Dr. Davidian is William Neal Reynolds Professor of Statistics and Coordinator for the Chancellor's Faculty Excellence Program's Personalized Medicine Discovery Faculty Cluster at North Carolina State University, and is Adjunct Professor of Biostatistics and Bioinformatics at Duke. Her methodological research expertise is in development of techniques for analysis of data from clinical trials and observational studies in chronic disease, for discovery of optimal dynamic treatment regimes and causal inference, for handling of missing and mismeasured data, and for analysis of longitudinal data. Through her adjunct position, she collaborates with researchers at Duke Clinical Research Institute on challenges in cardiovascular disease and cancer research, and during her time at Harvard School of Public Health, she was senior statistician on numerous clinical studies of HIV infection for the AIDS Clinical Trials Group. Dr. Davidian is currently a co-investigator in the Biostatistics Service of the North Carolina Translational and Clinical Sciences Institute at the University of North Carolina at Chapel Hill. She was 2013 President and is a Fellow of the American Statistical Association. In addition, she is a Fellow of the Institute of Mathematical Statistics, and the American Association for the Advancement of Science, and is an elected member of the International Statistical Institute. She has been Executive Editor of Biometrics since 2006 and was that journal's Coordinating Editor in 2000-20002..

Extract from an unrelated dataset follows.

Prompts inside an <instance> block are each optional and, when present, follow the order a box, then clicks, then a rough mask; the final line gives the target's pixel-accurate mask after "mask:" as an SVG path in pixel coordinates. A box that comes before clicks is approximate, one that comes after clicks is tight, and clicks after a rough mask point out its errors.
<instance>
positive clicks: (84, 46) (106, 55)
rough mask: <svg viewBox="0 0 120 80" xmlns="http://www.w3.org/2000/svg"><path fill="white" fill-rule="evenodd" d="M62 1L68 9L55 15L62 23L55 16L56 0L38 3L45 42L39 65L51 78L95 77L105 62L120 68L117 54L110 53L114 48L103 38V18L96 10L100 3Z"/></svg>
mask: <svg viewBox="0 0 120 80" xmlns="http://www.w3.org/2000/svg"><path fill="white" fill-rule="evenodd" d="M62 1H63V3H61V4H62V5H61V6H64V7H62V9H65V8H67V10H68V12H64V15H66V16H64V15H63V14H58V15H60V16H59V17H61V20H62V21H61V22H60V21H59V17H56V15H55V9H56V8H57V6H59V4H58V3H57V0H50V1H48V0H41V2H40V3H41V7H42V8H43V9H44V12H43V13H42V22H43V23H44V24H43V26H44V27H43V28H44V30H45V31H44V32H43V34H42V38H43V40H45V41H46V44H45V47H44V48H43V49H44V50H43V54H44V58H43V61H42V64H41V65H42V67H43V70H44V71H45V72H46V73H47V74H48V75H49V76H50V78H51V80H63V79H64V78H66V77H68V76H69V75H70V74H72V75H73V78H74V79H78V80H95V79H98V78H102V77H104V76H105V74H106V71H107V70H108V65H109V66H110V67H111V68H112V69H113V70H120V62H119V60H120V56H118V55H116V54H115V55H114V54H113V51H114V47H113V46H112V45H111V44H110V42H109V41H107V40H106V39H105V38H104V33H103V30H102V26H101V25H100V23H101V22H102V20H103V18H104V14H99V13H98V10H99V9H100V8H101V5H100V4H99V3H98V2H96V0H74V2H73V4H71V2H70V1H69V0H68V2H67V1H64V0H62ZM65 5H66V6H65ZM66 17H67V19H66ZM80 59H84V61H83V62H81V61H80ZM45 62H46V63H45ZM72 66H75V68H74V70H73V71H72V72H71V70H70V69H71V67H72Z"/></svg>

Dr. Holloway is trained as a theoretical physicist, having received her Ph.D. from the University of Illinois at Urbana-Champaign in 2004. She served as a Post-doctoral Research Associate and a Staff Scientist in the Theoretical Division of Los Alamos National Laboratory. Throughout her education and career, Dr. Holloway’s research interests focused on developing and implementing sophisticated numerical models of complex fundamental processes. She has developed software applications for her personal research interests, large collaborative projects, private-sector clients, and publicly available commercial research tools.
Dr. Kosorok is W. R. Kenan, Jr. Distinguished Professor and Chair of Biostatistics, Member of the Lineberger Comprehensive Cancer Center, and Professor of Statistics and Operations Research at the University of North Carolina at Chapel Hill. Dr. Kosorok is also Director of the Biostatistics Service of the North Carolina Translational and Clinical Sciences Institute. His expertise is in biostatistical methods for clinical trails and data mining and machine learning tools for high dimensional biomedical data, with a focus on cancer applications. He is also an expert in the theoretical properties underlying biostatistical methods, especially in the areas of empirical processes and semiparametric inference, and is author of a book on this topic. He is a Fellow of the American Statistical Association and the Institute of Mathematical Statistics, and is an Associate Editor for the Annals of Statistics, the Journal of the American Statistical Association Theory and Methods Section, and the International Journal of Biostatistics.